When you look past the political symbols that really have no weight to the story, this film is asking if the code this character follows for taking life is ethical or not. Can the audience root for a Taliban fighter to succeed because of how he acts on this code? What does his code and his ability to put it into action say about him? This is where the real essence seems to be for the story. When we see him refrain from killing, is it because of moral code, or because killing can draw the soldiers to him?
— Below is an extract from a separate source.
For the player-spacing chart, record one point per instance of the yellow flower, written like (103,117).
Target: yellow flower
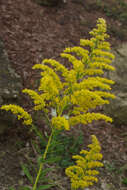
(19,111)
(82,174)
(60,122)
Can the audience root for a Taliban fighter who is presented as an underdog – outnumbered and under resourced – if he’s up against a group of people using their power to imprison and torture him? There are times it seems the director is trying to nudge the audience to root for him. The scene with the trapped Border Collie plays to our emotions. The protagonist discovers the dog during an intense chase, which is presented through one of the tensest shot sequences in the film. The dog is curled up and whimpering. We’re not really sure what’s going to happen, it seems like there’s nothing he can do to escape, but he strategically wraps his bloody sock around the dog’s paw and sets it free to lead the soldiers and their dogs away. Western audiences are suckers for dogs. How many times have you heard, or maybe said yourself, “kill all the people you want, but don’t kill the fucking dog!” (see I am Legend and John Wick for starters). Surely some people are won over by him saving the dog. And yet, one can make the argument there was no motivation for the protagonist to kill the Border Collie, or he would’ve, and instead the scene shows the protagonist’s ingenuity.

And yet if you are going to kill a dog, kill one that more closely resembles a generic police officer or soldier (never if the dog is part of a cop movie). When one of these dogs is attacking you like the German Shepherd, it’s a relief when the dog finally does die (see The Green Room).

Oh, and the Border Collie, we’ll call it McGuffin. McGuffin returns a couple of times throughout the movie, the best scene being where the protagonist starts to hallucinate from some psychedelic berries he ate in the forest and is visited by a few dozen clones of McGuffin. And when a protagonist develops a relationship with an animal in the wild, we’re supposed to trust the animal’s intuition and root for the protagonist too (see Dances with Wolves).

As for whether or not Skolimowski was successful, Essential Killing has a 77% on Rotten Tomatoes (46% Audience Score) and three stars from Ebert. I think this film is definitely going to fall along political lines, especially in today’s climate, with conservative viewers being unable to stomach a protagonist in the Taliban and liberal viewers thinking it’s more edgy or groundbreaking than it really is.

Keep or Purge?

Keeping for now. Could see myself parting with it eventually.